Married couples could potentially save £70,000 of inheritance tax by protecting your residential nil rate band. In this case, this is the residential nil rate band of the first person to die in a married couple or civil partnerships in the UK.
The residential nil rate band is unusually complicated as a piece of tax legislation. It gets reduced by £1 for every £2 when a person’s estate is over £2,000,000. If the second spouse dies with an estate of £2,350,000 you will lose that person’s whole residential nil rate band which is £175,000. The impact of that would be 40% of £175,000 which is more tax to pay. This means there will be a £70,000 of loss to the estate in additional inheritance tax.
It’s quite difficult to protect the second residential nil rate band of the surviving spouse. However, it is relatively straight forward to protect the residential nil rate band of the first person to die.
If in the Will the residential nil rate band of the first person to die is transferred to the surviving spouse, there is a risk of that person losing that RNRB as well. A lot of lawyers overlook this possibility of protecting the first person to die’s residential nil rate band because they are not tax planners, and this is a tax planning exercise.

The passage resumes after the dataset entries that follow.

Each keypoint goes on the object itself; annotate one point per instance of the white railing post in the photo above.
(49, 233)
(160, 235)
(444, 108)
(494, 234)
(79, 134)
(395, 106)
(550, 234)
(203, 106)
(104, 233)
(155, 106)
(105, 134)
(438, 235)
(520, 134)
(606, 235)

When we are planning with our clients, we assess the estate when the first person dies. This happens after the clients have put the option into the Wills that we have done for them to protect the residential nil rate band. It’s important – this is done at the outset of writing the new Wills.
We assess the estate after the first spouse dies and we determine by projection if that estate is likely to grow to more than £2,350,000. If the answer is “yes”, we claim the first residential nil rate band using an immediate post-death interest trust (IPDI). Basically, the residential nil rate band is claimed, the allowance is placed into an immediate post-death interest trust. This is on behalf of the children and is therefore not in the surviving spouse's estate because it’s claimed on behalf of the children who are direct descendants.
Most lawyers are not aware that an IPDI can be put into place because the beneficiaries of this trust are direct descendants. Normally, the residential nil rate band has to be passed to direct descendants, but it can also be passed to a trust where the beneficiaries are direct descendants.
There may be some capital gains tax on the growth of the £175,000 inside of that IPDI trust over time – this will be significantly less than the inheritance tax that would be payable and the loss of that £70,000.
Effectively, there may be some capital gains tax while it’s still being held but it can be alleviated depending upon the number of children and grandchildren. As the beneficiaries of that IPDI are children and grandchildren who may not be taxpayers everybody has capital gains tax allowances however small they might be.
With this methodology you can save the estate more than £70,000 and it’s certainly worth considering but it needs to be written into the Wills when the estate planning is being done.
This is very advanced planning and requires experienced lawyers to deal with the issues that arise.